We think and use reason to the ends of every purpose for all the choices we make in life. When those choices fail to accommodate reason, our hearts and common sense let us know that it’s morally wrong. From these basic human instincts, our laws, regulations and traditional social decrees have evolved. For thousands of years, same-sex relationships were considered immoral.

The Supreme Court’s decision has done nothing more than circumvent the institution of marriage, providing it with a purpose based on a sexual act. It’s a violation of natural law, essentially corrupting what the majority of people embrace as their compass to guide and direct them through life. The people object to this ruling because it discourages human intuition which maps the right course of morality.

We must question such a denial of democracy, our system of justice and the value of our vote which voices the greater good. The Supreme Court’s failure to recognize the people shows the true character of those who decide our nation’s laws, leaving us little confidence in those who exhibit a lack of conviction themselves. In their decision to legalize gay marriage, not only have they failed the sovereignty of Arizona’s Constitution, the Justices responsible prove without shame or doubt that their decisions are based on a personal agenda of spite and immoral aptitude.

From their position, it’s easy I suppose when the devalued concept of true marriage doesn’t affect you personally. I wonder if their homes and living rooms played host every day with the effects of this decision, would they have been so quick to unravel the foundation of the traditional family unit? Would they have so nonchalantly changed the national perspective of our children, altering their perception of what makes an appropriate parent?

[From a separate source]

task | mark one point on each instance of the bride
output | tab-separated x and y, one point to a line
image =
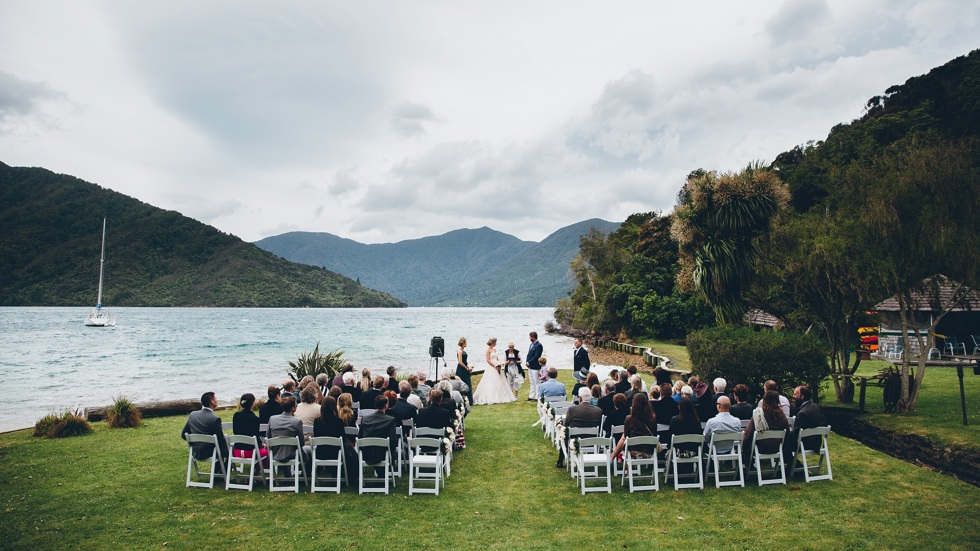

I wonder if any of the 5 Justices realized that they were eliminating the very thing that has determined how every jury member has ever contemplated and then deliberated a decision of guilt or innocence of someone on trial in this country. This ruling removes the essential element of human instinct to decide such a fate. For without morality we fail as a people. Once removed from American justice, to live immorally leaves little question about the direction we go in as a society.